A more reasonable suggestion is to create what I’ll call two “pinpoint” DNS zones. These are internal zones that will resolve just the names that we want for automatic configuration. All other names in their external DNS domain will be unaffected.
To implement this for Contoso, we would create a zone “_sipinternaltls._tcp.contoso.com” and zone “sip.contoso.com.” Notice that these are two zones – not two records in one “contoso.com” zone. A zone is a name resolution boundary in the hierarchical DNS namespace. By configuring the internal DNS server to be authoritative only for these two names, clients will continue resolving other names in the contoso.com domain as they always have.

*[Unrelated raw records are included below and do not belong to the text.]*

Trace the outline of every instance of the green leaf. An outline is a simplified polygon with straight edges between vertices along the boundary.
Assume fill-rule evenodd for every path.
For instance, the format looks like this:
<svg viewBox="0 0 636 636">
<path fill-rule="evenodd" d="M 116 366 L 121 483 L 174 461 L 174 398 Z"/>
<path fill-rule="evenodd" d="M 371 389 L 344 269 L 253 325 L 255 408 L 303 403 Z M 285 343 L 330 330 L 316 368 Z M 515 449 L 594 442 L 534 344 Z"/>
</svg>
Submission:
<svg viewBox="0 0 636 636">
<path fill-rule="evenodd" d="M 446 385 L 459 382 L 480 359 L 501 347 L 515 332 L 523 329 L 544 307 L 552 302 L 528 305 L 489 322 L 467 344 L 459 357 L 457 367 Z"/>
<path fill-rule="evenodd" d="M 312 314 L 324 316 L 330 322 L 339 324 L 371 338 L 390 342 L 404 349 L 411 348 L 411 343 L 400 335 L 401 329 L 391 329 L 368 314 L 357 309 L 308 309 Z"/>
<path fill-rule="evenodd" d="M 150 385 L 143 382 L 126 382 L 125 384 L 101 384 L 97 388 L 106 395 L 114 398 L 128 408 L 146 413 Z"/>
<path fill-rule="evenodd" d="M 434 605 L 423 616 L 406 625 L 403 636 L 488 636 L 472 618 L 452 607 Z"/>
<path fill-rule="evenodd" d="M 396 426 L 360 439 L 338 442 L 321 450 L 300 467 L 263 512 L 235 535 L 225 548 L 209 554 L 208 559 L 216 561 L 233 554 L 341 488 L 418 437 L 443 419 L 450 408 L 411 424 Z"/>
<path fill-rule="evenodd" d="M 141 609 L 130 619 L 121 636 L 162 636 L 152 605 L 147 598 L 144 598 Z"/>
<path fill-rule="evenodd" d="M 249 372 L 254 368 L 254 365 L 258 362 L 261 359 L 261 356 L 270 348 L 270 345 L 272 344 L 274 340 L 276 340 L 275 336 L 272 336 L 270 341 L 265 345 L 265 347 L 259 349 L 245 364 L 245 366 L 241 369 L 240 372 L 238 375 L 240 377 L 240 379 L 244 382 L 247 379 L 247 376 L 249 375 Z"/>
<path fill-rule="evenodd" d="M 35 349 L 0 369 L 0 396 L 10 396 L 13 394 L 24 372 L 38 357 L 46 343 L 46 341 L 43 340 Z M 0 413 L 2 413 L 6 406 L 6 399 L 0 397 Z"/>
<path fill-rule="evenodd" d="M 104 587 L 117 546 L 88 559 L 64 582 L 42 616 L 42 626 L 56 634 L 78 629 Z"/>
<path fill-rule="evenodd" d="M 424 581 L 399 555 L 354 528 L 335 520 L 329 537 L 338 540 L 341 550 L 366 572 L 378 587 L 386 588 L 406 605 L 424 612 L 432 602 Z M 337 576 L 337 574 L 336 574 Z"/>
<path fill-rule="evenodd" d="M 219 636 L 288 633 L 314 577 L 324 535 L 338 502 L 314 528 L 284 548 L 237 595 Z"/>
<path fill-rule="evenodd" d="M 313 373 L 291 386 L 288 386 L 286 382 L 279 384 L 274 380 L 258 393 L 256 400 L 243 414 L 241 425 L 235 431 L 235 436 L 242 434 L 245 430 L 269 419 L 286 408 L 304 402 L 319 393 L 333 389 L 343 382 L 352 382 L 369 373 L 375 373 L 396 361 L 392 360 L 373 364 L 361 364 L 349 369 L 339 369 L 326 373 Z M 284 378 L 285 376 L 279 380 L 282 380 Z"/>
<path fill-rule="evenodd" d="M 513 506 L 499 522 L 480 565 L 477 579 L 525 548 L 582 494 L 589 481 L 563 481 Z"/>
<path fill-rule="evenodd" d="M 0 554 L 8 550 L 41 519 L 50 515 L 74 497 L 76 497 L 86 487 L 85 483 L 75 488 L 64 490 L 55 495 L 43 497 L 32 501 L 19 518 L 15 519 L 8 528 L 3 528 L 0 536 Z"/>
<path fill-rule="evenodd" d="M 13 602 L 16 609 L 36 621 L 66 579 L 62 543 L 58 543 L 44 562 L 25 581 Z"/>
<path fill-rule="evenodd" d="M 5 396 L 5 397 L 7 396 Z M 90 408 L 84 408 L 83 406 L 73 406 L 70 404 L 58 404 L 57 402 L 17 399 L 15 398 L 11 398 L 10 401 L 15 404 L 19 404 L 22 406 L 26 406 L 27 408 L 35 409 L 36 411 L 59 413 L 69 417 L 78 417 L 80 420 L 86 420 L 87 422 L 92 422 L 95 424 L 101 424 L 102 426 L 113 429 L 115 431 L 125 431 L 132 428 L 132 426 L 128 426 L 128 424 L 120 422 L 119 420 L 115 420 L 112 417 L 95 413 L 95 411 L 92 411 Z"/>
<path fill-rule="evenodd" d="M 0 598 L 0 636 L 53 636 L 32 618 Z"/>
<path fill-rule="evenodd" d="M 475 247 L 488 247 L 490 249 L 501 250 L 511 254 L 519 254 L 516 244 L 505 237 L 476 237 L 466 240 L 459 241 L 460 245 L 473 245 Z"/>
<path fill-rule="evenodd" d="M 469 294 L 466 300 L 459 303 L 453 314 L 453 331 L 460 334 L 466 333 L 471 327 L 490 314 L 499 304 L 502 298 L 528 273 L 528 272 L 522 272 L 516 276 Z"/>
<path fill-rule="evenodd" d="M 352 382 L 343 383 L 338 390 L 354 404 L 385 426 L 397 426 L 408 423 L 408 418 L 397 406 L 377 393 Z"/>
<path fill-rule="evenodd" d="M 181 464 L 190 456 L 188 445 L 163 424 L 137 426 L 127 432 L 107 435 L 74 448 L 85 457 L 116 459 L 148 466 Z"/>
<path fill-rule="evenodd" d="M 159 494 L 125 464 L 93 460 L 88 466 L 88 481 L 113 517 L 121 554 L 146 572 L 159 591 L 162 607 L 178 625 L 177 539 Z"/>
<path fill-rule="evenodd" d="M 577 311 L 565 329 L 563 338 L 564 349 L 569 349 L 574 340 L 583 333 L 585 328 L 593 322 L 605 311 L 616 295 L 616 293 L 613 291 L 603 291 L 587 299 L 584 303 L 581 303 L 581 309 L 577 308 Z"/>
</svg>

Coincidentally, over on his blog, Geoff Clark has just suggested the same thing. He describes the problem and suggests the same solution but shows a method of creating the zone on a Windows DNS server via the DNS management console. Unfortunately, there is a limitation in the management console that is not present in the underlying Windows DNS implementation. This limitation required Geoff to create the zone as “_tcp.contoso.com” when what we would really like is a zone named “_sipinternaltls._tcp.contoso.com.”
This limitation in the user interface can be resolved by creating the zones and the records using the Dnscmd command line tool. For Contoso, here are the required commands:
dnscmd . /zoneadd _sipinternaltls._tcp.contoso.com. /dsprimary
dnscmd . /recordadd _sipinternaltls._tcp.contoso.com. @ SRV 0 0 5061 sip.contoso.com.
dnscmd . /zoneadd sip.contoso.com. /dsprimary
dnscmd . /recordadd sip.contoso.com. @ A 172.16.45.12
Of course, you’ll need to make the appropriate changes for your environment. If you are not running the command on your Windows DNS server, you will need to replace the first dot with your server name. You may also prefer a different zone type than “dsprimary.” If so, change the zoneadd commands appropriately. I doubt that your pool’s IP address is the same as my example but, if you have followed me this far, you already know what to change there.
I hope this suggestion helps somebody. Please let me know by providing feedback.
This post has been brought to you by someone who disagreed with me and forced me to explain myself.